As interactions among elements in applications such as social networks, transaction networks, and IP-IP networks dynamically evolve, anomaly detection in dynamic graphs to mitigate potentially threatening interactions has become increasingly important. Existing methods often assume noise-free graph structures and primarily focus on monitoring structural changes to discover anomalies. Regrettably, practical applications often involve inaccurate information, individual non-response and dropout, and sampling biases.

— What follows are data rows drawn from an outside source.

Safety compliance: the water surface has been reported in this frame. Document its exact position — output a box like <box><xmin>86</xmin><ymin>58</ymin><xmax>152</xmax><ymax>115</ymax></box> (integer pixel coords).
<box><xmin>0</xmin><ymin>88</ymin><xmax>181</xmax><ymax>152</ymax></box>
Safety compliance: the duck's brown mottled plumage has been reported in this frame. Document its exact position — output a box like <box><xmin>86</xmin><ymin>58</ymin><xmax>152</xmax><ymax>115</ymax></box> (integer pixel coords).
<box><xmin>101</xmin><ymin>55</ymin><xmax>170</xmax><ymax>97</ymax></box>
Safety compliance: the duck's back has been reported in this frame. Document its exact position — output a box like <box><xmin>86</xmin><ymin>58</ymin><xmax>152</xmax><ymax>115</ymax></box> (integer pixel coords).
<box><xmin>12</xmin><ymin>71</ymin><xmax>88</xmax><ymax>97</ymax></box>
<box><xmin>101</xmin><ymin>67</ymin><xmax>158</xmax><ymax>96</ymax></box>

These factors contribute to the pervasiveness of dynamic noisy graphs that encompass structural noises, making anomaly detection more challenging. To address this issue, we propose a novel Hypergraph-driven Anomaly Detection Framework (HADF), which resists the interference of structural noises and adapts to dynamic noisy graphs. HADF consists of a hyper encoder and an embedding enhancer. The hyper encoder leverages inter-edge correlations to generate hyperedges and design their resistant weights, further employing hypergraph convolutional layers to extract the basic hyper-embeddings of edges. The embedding enhancer exploits temporal structural correlation and reconstructs multi-head attention to achieve noise-resistant enhancement of basic hyper-embeddings. Extensive experiments show that our proposed HADF can realize resistance to structural noises and outperform state-of-the-art methods in identifying anomalous edges in dynamic noisy graphs.
动态噪声图中的超图驱动异常检测
随着应用程序(如社交网络、事务网络和IP-IP网络)中元素之间的交互动态发展,在动态图中进行异常检测以减轻潜在威胁交互变得越来越重要。现有的方法通常采用无噪声的图结构,主要集中在监测结构变化以发现异常。遗憾的是,实际应用往往涉及不准确的信息,个人无反应和辍学,和抽样偏差。这些因素导致了包含结构噪声的动态噪声图的普遍性,使异常检测更具挑战性。为了解决这个问题,我们提出了一种新的超图驱动异常检测框架(HADF),该框架可以抵抗结构噪声的干扰,并适应动态噪声图。HADF由一个超编码器和一个嵌入增强器组成。超编码器利用边缘间的相关性来生成超边缘并设计它们的抗权值,进一步使用超图卷积层来提取边缘的基本超嵌入。该嵌入增强器利用时间结构相关性,重构多头注意力,实现基本超嵌入的抗噪声增强。大量的实验表明,我们提出的HADF可以实现对结构噪声的抵抗,并且在识别动态噪声图中的异常边缘方面优于最先进的方法。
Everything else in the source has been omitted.